The 21st Century Cures Act amended the Federal Food, Drug, and Cosmetic Act (FDCA) by exempting five categories of software [1], including CDS, from the definition of medical device in section 201(h). While the software exemptions provided clarity and freedom from FDA regulation for certain segments of the digital health industry, such as electronic health record vendors, the CDS provisions in section 520(o)(1)(E) introduced regulatory concepts that created interpretative challenges. Section 520(o)(1)(E) states:

The term device, as defined in section 201(h), shall not include a software function . . .

(E) unless the function is intended to acquire, process, or analyze a medical image or a signal from an in vitro diagnostic device or a pattern or signal from a signal acquisition system, for the purpose of—
(i) displaying, analyzing, or printing medical information about a patient or other medical information (such as peer-reviewed clinical studies and clinical practice guidelines);
(ii) supporting or providing recommendations to a health care professional about prevention, diagnosis, or treatment of a disease or condition; and
(iii) enabling such health care professional to independently review the basis for such recommendations that such software presents so that it is not the intent that such health care professional rely primarily on any of such recommendations to make a clinical diagnosis or treatment decision regarding an individual patient.

Many of the differences in interpretation seemed to focus on the concepts of “signal” acquisition and processing and the healthcare provider’s reliance on the software output.

FDA attempted to clarify section 520(o)(1)(E) in its 2019 draft guidance by describing a four-factor test for non-device CDS. However, many developers struggled to reconcile the four-factor test with the agency’s traditional risk-based approach for evaluating medical devices and the other software guidance documents with overlapping and sometimes contradictory interpretations of CDS functions that might exist in mobile applications or clinical software. The large volume of CDS tools on market that have similar intended uses but different regulatory classifications illustrate not only the complexity of the regulatory framework, but also that the statutory provisions and guidance are susceptible to significant differences in interpretation and application.

In the final guidance, FDA seeks to clarify and explain the criteria for device versus non-device CDS by elaborating on important elements of its original four-factor test described below.

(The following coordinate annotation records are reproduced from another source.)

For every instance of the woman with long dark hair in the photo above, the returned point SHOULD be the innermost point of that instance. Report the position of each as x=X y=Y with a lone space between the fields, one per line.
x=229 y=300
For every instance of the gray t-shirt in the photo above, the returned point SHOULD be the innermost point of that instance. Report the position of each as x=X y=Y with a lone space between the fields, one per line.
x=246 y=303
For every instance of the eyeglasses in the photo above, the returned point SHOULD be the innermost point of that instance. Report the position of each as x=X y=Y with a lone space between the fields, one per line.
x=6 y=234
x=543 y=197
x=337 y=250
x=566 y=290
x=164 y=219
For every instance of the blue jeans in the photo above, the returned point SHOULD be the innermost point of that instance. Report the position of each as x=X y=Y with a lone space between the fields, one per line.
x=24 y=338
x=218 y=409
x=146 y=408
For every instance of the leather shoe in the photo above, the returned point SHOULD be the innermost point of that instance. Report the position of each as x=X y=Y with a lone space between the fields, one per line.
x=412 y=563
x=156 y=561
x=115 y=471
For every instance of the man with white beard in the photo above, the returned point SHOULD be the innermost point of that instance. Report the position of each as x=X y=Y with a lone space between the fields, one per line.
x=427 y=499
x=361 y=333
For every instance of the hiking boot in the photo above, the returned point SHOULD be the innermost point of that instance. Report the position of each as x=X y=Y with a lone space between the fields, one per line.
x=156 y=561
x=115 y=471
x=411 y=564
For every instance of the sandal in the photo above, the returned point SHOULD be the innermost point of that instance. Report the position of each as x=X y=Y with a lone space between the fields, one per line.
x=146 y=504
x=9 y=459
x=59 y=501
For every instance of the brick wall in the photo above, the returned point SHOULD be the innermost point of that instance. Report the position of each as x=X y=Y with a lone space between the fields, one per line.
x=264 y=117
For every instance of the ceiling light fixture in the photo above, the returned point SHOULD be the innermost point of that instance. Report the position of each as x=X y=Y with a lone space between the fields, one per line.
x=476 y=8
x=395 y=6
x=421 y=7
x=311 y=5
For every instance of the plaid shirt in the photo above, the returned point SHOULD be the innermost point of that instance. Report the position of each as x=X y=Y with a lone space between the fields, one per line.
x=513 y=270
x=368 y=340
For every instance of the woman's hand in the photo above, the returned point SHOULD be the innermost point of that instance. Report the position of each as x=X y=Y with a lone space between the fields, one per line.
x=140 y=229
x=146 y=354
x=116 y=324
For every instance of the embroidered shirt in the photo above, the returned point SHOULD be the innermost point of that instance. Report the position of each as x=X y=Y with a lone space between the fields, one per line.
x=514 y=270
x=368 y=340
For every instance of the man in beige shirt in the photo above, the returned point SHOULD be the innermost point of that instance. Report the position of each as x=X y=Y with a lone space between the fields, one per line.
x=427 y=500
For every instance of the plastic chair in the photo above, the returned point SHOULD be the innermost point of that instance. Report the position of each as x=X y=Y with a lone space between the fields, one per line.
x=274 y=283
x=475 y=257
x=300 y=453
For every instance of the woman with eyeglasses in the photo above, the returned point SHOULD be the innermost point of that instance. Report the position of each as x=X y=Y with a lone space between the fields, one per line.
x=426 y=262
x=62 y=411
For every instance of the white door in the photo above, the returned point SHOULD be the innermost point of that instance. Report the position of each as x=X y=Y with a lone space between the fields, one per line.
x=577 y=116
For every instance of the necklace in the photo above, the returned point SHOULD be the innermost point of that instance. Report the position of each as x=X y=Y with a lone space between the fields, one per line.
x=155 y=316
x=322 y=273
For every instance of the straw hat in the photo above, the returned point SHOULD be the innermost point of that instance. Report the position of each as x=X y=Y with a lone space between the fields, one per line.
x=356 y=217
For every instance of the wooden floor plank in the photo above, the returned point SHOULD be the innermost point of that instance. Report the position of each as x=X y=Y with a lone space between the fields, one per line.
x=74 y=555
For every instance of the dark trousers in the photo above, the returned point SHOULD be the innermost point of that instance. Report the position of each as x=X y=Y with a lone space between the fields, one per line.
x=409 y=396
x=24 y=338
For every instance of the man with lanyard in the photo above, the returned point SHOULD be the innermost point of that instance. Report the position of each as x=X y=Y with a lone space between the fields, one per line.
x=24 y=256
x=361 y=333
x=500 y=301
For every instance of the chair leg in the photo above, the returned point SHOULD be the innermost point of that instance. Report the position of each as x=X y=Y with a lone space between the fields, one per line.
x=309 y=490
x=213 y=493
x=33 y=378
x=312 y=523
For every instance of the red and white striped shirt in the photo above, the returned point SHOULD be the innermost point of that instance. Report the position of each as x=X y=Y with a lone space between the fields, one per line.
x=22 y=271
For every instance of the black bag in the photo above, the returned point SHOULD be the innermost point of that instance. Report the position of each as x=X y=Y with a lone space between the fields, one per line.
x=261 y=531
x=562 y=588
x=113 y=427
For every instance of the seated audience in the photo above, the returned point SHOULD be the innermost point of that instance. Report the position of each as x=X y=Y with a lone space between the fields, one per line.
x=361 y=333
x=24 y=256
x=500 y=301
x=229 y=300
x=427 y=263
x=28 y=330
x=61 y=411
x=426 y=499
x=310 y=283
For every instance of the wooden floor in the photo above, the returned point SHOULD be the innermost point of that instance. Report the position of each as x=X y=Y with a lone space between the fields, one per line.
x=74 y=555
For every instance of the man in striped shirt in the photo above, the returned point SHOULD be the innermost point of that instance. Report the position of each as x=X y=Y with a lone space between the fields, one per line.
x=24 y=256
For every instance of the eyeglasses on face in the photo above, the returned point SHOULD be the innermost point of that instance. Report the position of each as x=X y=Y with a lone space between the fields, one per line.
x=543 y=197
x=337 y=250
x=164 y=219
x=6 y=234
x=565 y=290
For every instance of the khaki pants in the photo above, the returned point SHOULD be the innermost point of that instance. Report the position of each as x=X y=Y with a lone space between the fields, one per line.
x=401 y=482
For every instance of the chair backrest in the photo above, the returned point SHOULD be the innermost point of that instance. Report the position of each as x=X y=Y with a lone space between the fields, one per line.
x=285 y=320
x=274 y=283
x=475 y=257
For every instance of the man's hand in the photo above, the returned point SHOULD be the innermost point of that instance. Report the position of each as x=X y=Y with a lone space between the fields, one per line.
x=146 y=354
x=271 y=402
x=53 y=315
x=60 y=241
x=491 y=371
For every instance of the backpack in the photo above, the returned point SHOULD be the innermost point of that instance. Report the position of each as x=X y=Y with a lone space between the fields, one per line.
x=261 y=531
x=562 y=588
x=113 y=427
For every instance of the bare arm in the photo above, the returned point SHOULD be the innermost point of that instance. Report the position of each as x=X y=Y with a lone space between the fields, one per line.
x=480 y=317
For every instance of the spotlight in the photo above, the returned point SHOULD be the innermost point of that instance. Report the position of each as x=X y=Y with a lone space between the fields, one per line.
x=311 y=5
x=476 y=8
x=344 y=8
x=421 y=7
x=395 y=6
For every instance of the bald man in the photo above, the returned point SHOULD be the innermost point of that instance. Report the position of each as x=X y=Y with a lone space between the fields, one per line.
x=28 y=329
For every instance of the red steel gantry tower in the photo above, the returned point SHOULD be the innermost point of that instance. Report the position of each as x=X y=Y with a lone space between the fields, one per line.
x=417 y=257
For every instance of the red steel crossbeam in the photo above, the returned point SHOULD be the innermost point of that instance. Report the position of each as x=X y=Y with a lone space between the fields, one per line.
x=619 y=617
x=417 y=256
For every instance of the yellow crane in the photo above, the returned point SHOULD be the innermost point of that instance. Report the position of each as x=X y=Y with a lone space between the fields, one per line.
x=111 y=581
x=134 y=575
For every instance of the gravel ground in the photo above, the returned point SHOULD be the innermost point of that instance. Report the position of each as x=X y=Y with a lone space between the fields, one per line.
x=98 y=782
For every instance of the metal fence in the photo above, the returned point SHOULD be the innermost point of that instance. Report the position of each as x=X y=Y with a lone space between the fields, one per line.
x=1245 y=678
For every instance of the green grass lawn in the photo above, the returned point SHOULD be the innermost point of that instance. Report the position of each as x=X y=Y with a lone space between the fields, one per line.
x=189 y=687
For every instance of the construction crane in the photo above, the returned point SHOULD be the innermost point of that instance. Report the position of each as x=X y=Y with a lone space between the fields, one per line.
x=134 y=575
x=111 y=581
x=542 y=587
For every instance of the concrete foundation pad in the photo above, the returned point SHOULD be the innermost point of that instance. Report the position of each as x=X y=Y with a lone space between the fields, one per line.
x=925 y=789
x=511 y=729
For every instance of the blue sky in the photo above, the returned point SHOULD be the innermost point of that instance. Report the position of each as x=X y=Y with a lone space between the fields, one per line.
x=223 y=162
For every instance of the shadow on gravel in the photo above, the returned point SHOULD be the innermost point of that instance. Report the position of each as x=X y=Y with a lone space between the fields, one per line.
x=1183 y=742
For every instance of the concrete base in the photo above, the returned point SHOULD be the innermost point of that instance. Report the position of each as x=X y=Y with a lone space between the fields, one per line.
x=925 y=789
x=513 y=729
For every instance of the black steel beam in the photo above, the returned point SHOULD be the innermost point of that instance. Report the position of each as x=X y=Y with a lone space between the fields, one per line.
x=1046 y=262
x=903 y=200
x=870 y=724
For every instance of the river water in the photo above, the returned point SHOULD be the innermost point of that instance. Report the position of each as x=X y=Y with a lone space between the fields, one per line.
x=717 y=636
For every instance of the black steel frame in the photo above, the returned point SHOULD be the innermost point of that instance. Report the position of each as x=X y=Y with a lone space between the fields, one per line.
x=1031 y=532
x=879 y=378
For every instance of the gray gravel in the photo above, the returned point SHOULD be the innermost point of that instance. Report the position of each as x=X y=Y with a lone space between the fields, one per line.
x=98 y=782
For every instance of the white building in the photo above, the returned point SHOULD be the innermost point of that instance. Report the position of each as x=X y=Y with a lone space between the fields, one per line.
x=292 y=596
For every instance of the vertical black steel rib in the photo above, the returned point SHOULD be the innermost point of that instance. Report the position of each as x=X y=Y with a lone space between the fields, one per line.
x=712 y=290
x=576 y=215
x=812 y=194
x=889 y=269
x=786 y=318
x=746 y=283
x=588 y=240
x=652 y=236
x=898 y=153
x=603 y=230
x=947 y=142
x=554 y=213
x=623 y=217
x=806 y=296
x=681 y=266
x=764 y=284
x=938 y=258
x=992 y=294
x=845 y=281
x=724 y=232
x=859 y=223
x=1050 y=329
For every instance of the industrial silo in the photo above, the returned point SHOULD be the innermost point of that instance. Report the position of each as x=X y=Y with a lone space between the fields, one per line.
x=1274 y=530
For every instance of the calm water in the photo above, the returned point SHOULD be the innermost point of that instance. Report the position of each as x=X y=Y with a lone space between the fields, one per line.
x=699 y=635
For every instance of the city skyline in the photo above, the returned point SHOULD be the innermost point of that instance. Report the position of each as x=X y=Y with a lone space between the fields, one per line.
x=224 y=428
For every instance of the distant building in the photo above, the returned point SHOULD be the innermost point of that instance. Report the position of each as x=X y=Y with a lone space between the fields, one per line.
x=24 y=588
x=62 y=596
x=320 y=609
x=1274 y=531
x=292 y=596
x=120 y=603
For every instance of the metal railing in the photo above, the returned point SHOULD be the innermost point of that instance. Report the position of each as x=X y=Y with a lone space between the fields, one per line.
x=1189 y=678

• Criterion 1: not intended to acquire, process or analyze a medical image or a signal from an in vitro diagnostic device or a pattern or signal from a signal acquisition system
• Criterion 2: intended for the purpose of displaying, analyzing or printing medical information about a patient or other medical information (such as peer-reviewed clinical studies and clinical practice guidelines)
• Criterion 3: intended for the purpose of supporting or providing recommendations to a healthcare professional about prevention, diagnosis or treatment of a disease or condition
• Criterion 4: intended for the purpose of enabling such healthcare professional to independently review the basis for such recommendations that such software presents so that it is not the intent that such healthcare professional rely primarily on any of such recommendations to make a clinical diagnosis or treatment decision regarding an individual patient.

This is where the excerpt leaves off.